Police raided car washes and houses in Milton Keynes, north of London in coordinated raids targeting organized crime groups trafficking people and drugs. The victims are being “safeguarded.”
The Serious and Organised Crime Unit of Thames Valley Police carried out the raids as part of its operation against a group which has been operating in Milton Keynes, a town north of London. The gang has been bringing in large quantities of class A drugs such as heroin and cocaine from London to trade on the town’s streets.
“This is the largest operation of its type carried out within the Thames Valley,” Detective Chief Inspector Darran Hill of Thames Valley Police’s Serious and Organised Crime Unit, said. “We have worked with a number of partners who have been key in the success of this operation in order to safeguard vulnerable individuals.”
Hill said the “operation has been hugely successful and in total we have safeguarded 36 people who we believe are the victims of modern slavery and human trafficking, made a number of arrests and also seized cash and drugs.”
Car washes used as fronts
The gang is believed to have used car washes as a front for its activities with individuals who police believe may have been trafficked into Milton Keynes as modern slaves. Four car washes were raided in Milton Keynes and one in the nearby town of Bedford.
Thames Valley Police Detective Chief Inspector Nicole Murphy said: “Officers have executed a number of warrants in Milton Keynes in both car washes and residential properties. Using what appeared to be legitimate businesses, in this case car washes, we believe this to be the front for people smuggling and drug dealing.”
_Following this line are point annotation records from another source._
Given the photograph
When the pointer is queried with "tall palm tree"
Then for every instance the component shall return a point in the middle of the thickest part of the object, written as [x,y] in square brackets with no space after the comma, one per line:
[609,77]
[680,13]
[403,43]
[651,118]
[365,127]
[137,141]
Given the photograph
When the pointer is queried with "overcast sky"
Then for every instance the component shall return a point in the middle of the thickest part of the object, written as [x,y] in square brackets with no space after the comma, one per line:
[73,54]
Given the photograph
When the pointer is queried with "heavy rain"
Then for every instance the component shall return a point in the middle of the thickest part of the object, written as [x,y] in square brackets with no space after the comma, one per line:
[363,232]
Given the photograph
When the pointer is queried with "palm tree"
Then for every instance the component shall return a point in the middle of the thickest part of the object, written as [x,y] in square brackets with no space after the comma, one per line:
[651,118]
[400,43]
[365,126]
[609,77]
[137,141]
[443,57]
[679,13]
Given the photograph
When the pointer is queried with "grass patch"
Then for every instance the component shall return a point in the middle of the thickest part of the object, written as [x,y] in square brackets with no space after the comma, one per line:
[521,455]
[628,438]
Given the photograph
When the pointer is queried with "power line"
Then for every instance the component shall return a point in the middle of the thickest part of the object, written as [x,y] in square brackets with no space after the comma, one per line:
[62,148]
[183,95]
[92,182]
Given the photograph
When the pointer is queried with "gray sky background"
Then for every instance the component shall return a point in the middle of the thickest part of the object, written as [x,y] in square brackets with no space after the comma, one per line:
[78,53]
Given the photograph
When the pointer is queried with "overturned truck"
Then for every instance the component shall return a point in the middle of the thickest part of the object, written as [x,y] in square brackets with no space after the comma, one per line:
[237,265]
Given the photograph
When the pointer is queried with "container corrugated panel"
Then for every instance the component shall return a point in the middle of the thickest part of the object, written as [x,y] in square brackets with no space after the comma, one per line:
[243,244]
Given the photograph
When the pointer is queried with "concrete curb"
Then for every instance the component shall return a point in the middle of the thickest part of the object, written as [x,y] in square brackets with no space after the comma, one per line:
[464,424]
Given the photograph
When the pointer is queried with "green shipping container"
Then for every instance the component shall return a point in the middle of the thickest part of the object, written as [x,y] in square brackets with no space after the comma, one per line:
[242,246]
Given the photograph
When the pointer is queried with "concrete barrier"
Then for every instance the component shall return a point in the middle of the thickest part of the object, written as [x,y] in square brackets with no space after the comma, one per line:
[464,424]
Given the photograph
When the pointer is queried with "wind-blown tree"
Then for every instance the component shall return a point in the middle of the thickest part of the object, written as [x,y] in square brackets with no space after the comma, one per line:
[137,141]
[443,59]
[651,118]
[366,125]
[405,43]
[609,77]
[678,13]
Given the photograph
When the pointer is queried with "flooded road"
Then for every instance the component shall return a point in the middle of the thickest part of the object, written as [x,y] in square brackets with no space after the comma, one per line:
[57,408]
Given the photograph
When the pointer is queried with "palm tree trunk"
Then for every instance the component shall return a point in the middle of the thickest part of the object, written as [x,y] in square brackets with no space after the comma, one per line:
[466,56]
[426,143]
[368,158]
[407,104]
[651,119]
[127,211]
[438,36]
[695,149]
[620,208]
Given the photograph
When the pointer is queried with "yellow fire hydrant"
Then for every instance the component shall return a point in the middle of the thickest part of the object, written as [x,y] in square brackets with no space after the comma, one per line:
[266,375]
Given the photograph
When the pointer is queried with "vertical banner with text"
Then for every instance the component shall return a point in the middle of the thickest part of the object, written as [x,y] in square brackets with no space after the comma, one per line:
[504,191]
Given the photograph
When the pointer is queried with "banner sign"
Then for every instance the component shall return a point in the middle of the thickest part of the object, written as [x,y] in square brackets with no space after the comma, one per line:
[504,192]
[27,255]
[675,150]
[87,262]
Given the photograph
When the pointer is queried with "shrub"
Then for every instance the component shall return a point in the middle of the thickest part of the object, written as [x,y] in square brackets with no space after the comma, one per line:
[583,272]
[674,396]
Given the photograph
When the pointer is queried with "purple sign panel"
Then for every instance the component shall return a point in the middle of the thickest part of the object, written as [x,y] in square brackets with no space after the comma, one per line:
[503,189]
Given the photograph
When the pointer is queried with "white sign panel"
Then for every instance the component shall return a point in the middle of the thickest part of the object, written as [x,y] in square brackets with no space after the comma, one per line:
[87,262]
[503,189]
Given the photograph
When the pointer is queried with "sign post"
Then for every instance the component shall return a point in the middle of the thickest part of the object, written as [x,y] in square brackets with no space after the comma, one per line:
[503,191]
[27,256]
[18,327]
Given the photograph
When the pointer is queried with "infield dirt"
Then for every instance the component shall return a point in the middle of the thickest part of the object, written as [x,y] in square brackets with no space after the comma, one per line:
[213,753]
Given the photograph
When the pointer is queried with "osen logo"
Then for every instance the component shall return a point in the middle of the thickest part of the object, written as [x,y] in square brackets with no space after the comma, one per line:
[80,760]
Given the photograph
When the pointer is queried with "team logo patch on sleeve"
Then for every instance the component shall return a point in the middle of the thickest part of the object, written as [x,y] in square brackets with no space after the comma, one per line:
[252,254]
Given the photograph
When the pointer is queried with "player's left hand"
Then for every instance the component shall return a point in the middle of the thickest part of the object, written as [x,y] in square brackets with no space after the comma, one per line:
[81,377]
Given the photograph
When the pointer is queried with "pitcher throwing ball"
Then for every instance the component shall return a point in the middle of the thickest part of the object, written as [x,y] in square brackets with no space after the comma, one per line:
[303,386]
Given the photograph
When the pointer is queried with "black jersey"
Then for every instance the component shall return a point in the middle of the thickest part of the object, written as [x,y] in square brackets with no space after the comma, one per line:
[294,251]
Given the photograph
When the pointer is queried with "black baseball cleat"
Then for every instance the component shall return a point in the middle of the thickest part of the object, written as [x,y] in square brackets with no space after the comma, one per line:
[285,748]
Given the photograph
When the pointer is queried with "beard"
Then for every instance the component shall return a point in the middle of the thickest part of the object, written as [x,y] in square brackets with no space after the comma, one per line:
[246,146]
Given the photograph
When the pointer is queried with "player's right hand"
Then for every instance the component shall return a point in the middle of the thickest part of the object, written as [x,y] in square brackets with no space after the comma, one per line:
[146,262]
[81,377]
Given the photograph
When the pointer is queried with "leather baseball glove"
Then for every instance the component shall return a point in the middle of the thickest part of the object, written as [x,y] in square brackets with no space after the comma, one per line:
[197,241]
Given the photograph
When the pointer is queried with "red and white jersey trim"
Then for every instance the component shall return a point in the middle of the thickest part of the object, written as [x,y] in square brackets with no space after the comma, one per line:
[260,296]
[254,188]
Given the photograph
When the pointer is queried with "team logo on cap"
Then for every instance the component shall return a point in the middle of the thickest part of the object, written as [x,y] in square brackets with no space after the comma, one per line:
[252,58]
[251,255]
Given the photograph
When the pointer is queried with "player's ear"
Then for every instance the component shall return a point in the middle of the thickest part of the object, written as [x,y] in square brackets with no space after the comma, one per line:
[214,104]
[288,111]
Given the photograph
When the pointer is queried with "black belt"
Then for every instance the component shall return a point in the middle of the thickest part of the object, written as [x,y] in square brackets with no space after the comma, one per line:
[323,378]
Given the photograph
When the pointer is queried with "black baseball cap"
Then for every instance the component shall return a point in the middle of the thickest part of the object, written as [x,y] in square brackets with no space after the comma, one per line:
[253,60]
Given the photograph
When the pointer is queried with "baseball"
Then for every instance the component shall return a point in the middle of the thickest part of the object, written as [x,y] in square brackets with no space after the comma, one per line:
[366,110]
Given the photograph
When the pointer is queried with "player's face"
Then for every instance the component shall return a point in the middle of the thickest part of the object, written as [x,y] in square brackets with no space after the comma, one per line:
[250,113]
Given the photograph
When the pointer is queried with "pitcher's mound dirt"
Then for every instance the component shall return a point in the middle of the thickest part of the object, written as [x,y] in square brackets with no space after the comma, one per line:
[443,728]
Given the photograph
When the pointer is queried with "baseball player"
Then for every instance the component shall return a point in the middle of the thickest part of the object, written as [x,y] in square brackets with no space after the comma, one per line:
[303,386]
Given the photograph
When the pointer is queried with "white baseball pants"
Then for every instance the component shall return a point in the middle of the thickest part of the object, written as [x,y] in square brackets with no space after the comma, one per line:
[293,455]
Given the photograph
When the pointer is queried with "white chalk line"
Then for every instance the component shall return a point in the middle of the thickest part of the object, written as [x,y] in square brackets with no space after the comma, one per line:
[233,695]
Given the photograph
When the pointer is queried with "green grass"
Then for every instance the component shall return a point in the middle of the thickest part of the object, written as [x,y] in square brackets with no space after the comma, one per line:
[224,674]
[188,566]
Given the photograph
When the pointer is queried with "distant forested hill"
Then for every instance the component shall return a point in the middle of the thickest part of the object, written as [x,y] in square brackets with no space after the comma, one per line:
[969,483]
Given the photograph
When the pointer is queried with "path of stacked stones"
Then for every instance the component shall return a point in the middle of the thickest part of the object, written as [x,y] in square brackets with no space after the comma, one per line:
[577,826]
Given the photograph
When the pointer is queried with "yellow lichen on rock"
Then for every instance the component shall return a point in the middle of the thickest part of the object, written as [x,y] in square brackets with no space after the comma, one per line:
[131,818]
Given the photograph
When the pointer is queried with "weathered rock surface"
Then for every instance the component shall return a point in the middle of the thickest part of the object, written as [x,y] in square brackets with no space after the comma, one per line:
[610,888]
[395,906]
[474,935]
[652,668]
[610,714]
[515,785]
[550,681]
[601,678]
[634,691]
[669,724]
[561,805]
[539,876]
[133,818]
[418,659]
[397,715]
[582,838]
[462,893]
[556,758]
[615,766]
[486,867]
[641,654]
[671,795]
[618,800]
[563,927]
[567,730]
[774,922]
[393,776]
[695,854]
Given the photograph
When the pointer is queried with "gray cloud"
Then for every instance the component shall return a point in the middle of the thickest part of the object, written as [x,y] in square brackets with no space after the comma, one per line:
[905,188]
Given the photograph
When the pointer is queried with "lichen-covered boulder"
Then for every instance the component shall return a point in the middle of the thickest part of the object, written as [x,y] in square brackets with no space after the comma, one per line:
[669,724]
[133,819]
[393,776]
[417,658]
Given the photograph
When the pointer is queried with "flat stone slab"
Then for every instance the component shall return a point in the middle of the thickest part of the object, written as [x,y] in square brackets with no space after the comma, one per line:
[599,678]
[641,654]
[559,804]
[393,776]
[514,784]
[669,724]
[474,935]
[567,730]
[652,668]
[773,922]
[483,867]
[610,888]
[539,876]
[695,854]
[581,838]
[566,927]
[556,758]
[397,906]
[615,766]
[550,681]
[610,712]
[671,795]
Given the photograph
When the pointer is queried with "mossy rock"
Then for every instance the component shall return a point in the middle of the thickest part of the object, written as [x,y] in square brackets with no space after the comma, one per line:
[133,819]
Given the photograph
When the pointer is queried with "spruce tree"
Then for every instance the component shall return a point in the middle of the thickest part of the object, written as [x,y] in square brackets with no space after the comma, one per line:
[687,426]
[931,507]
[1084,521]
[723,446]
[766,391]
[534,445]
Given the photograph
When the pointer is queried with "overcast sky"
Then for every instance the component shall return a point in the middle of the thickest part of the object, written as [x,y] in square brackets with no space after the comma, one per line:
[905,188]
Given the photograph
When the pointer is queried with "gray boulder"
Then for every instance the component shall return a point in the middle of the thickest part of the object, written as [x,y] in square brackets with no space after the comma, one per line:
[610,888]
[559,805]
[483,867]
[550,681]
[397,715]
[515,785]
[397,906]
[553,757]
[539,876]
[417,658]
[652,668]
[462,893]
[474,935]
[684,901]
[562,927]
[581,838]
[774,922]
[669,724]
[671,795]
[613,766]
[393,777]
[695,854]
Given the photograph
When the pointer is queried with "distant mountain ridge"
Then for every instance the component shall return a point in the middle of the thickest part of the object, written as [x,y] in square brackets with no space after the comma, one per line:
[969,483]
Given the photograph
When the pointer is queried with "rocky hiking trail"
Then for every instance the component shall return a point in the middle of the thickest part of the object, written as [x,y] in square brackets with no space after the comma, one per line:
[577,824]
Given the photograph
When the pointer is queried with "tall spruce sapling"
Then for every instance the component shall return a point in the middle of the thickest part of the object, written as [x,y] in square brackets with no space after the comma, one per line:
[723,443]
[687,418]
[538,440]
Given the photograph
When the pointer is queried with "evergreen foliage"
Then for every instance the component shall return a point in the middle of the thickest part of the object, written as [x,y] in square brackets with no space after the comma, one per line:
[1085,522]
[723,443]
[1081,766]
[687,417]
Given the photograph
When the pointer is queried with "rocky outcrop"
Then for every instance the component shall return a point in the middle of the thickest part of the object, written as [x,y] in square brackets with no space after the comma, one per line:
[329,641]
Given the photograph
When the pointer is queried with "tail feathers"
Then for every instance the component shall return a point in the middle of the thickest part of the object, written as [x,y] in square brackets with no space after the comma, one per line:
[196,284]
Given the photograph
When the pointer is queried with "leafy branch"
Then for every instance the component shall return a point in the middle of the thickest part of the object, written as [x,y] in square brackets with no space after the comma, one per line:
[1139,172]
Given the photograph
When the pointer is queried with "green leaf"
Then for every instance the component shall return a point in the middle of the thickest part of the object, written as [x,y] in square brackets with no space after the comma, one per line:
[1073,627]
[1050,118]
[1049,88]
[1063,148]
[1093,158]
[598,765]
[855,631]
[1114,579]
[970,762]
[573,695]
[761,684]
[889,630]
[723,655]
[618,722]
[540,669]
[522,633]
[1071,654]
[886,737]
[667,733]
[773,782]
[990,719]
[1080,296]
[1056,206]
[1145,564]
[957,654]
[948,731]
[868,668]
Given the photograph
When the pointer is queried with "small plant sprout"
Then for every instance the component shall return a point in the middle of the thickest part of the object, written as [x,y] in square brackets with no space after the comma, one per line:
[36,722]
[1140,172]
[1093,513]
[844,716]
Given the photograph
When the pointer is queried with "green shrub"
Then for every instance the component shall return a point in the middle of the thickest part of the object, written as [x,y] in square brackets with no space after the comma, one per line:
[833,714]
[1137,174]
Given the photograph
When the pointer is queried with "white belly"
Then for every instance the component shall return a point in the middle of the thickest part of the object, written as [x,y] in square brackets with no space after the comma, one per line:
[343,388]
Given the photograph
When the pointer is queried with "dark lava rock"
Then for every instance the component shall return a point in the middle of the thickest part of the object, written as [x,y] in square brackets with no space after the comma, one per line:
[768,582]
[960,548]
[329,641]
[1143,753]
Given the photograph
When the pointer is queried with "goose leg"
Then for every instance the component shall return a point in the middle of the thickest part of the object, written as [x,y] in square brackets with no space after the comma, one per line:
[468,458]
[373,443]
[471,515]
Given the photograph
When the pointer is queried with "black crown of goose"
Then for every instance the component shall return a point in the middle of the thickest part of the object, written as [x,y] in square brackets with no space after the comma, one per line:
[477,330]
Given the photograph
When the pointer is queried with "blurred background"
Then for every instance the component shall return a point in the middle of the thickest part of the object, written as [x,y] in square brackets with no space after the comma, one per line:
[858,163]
The victims were “safeguarded” and are being cared for by police partner agencies and charities.
Police also raided 20 residential addresses.
Cocaine, cannabis, thousands of pounds in cash and a Mercedes ML 250 car were also seized.
Thirteen people were arrested on suspicion of offenses including modern slavery, people trafficking, conspiracy to supply class A drugs and immigration charges.
Murphy said authorities were “working to dismantle a potential people smuggling network.”
Cooperation and appeal
UK authorities worked with Belgian federal police to safeguard a further six victims, including a 16-year-old and 17-year-old boy. Police also arrested a further two individuals for human trafficking offenses.
Britain’s crime agency last month launched an appeal to tackle modern-day slavery, urging people to report suspicious activity: “In order to tackle serious and organized crime we need the public’s help and support,” Murphy said. “We would ask anyone who thinks someone is being exploited to please report it.”
“Some of the common signs of modern slavery and exploitation can be found on our Hidden Harm page.”
The last major study by the UK government into the scale of modern slavery was produced by the Home Office in 2014: “The estimate suggested that there were between 10,000 and 13,000 potential victims of modern slavery in the UK in 2013.” Worldwide, the figures are in the millions.